After the 2-week trial of these new ordering practices, data were analyzed through the use of both control and run charts for effectiveness of the intervention and the key stakeholders were surveyed for their input on the process and its implications for patient care and outcomes. Repeat tests were defined as a test of the same type collected for the same patient within 22 hours; this time was chosen to avoid categorizing routine daily tests as repeat tests. This data analysis was repeated 2 months after the educational intervention (on data collected May 14, 2016, to May 28, 2016) to determine if the changes seen in CBC w/diff test ordering patterns were retained.

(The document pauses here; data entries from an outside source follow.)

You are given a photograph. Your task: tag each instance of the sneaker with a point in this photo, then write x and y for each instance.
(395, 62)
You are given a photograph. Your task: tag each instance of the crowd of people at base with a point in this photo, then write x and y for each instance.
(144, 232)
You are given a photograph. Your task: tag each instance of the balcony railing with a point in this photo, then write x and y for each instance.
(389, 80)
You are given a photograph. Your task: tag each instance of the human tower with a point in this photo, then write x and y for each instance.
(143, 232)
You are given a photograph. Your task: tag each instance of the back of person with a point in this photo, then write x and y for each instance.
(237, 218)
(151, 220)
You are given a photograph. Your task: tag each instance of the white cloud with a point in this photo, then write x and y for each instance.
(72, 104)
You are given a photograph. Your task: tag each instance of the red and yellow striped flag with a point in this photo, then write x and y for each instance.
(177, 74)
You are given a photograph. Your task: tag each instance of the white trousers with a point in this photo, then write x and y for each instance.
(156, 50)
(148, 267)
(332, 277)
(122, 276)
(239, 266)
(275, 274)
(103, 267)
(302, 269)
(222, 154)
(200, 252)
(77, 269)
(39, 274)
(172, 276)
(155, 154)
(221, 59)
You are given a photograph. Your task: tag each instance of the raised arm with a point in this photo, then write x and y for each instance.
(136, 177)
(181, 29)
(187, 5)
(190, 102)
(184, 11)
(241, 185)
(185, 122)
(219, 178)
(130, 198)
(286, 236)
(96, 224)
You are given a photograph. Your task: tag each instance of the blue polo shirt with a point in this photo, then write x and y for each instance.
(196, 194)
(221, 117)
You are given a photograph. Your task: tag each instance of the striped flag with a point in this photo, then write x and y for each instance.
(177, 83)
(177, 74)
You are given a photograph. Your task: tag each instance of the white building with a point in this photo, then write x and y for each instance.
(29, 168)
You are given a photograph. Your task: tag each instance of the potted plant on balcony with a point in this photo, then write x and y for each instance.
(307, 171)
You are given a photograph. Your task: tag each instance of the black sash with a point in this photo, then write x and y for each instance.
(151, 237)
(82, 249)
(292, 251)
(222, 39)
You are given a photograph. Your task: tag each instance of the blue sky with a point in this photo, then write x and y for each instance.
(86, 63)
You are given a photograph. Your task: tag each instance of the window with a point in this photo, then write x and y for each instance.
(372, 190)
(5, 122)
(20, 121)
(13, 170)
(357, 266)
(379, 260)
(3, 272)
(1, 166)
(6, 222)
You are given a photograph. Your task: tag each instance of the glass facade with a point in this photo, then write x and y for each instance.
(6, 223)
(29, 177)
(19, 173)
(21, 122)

In discussions with TBICU providers, one reason stated for ordering frequent CBC w/diff tests for patients was to use the differential as an early biomarker for sepsis. Therefore, we designed a component of our study to determine if the educational intervention (and the switch to CBC tests instead of CBC w/diff tests during the first 48 hours of hospitalization) had the negative effect of delaying identification of sepsis. We took 20 patients in the TBICU during January 2016 (before the intervention) who had the most repeat testing done and reviewed their charts to see whether they fit the criteria of having: (1) no clinical signs of infection, as well as (2) CBC w/diff test result shows greater than 10% bands. Then we did the same for 20 patients in the TBICU who had the most repeat tests done for them during the March intervention period.

Statistical Analyses

Excel XSTAT was used to perform statistical analyses of the data. For comparing ordering patterns across different units and across different months, we used a two-sample t test for unequal variances. CBC ratios were calculated by taking the fraction of CBC w/diff ordered over the CBC without differentials. We then calculated the percentage reduction by taking the difference in ratio between 2 months and dividing over the original number (CBC ratio in January).